Chiedo che l’argomento vaccino sui social si zittisca una volta per sempre

Sull’argomento vaccino, i social in questi mesi hanno dato il meglio di sé. Ho assistito a conversazioni allucinanti, giudizi dati a sconosciuti fin troppo affrettati.

Con la questione green pass, si è creata inconsapevolmente una guerra sociale fra no-vax e pro-vax. Siamo tutti vittime di un virus che ha distrutto le nostre vite, eppure siamo gli uni contro gli altri. Continuiamo ogni giorno a insultare gratuitamente l’altro.

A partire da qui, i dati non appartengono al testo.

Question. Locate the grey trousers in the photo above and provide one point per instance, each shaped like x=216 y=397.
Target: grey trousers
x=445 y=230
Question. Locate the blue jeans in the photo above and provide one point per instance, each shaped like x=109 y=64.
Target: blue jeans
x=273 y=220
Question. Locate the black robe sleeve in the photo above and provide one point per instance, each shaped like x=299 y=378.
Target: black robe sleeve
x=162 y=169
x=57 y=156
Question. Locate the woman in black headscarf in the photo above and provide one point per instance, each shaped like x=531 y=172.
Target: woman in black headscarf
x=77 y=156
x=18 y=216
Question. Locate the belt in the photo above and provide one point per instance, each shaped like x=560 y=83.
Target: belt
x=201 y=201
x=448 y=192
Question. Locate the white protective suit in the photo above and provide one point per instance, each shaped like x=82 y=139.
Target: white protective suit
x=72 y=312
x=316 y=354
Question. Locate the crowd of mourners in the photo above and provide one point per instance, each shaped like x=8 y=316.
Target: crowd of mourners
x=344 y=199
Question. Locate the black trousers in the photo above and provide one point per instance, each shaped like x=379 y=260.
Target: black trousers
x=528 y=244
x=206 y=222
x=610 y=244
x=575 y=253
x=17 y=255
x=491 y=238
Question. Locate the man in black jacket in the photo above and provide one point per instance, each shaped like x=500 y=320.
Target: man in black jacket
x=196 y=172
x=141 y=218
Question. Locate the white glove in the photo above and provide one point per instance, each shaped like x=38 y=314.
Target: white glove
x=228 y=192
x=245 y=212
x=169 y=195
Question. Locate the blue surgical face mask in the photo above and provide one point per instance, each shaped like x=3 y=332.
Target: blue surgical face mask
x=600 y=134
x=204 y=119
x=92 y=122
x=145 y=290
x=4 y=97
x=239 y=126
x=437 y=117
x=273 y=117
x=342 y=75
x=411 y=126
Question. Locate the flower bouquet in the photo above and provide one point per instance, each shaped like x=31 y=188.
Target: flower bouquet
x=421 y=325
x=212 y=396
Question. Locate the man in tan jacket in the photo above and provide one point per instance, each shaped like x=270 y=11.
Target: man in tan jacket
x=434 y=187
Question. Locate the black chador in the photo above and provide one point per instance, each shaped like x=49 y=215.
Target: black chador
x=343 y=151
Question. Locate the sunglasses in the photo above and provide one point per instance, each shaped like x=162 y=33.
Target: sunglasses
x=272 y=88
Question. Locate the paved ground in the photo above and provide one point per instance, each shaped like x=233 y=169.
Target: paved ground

Perché non mantenere la strada del silenzio? la verità è ignota per tutti. Credo che prima di parlare e argomentare la propria tesi bisogna avere tesi scientifiche, fin quando ci si affida a blog o catene di whatsapp, i ragionamenti sono infondati.

Nel corso di questi mesi mi sono resa conto che è stata diffusa una manipolazione incessante, molte persone ipocondriache sono state vittime di manipolazione. Sono stata bloccata dai social, solo perché ho cambiato pensiero, perché fino a prova contraria nel corso di questi mesi ho dato credito a gente esaltata, ho avuto l’impressione di sentirmi in una setta.

Dunque, io da vaccinata non pretendo di giudicare chi non fa vaccino, ma ho la pretesa di non sentirmi giudicata con commenti come: “tu morirai fra qualche anno”. E’ vergognoso non essere tutti sullo stesso piano, che qualcuno di noi si adegui a un non vaccinato in un ristorante, solo perché continua a pensarla diversamente.

Spero che in futuro il governo possa rendere obbligatorio il vaccino, perché altrimenti nei prossimi mesi, specialmente il periodo autunnale prevedo una sorta di guerra sociale anche nei confronti della attività.

Sono una semplice cittadina, una studentessa di 25 anni, che non viene pagata per fare propaganda, che non è serva del governo. Sono semplicemente Annamaria, una laureanda che è prossima alla sua laurea, che vuole ritornare alla vita normale, una futura lavoratrice libera da ogni schieramento politico.

Pretendo che la stampa non faccia schieramenti e che tutti siano liberi di scegliere, non giudicherò chi è contrario, ma dall’altra parte non pretendo nemmeno di essere insultata, perché gli insulti pesano per tutti a livello psicologico, perché noi esseri umani abbiamo una dignità.

Chiedo soprattutto che si smetta di parlare di Nazismo o Shoah, perché la dittatura è lontana anni luce nel nostro Paese. Che qualcuno dall’altra parte del mondo, come a Kabul darebbe oro pur di vivere qui.

Per il resto, che vi vogliate affidare o non, chi crede in un qualcosa non deve essere ritenuto stupido.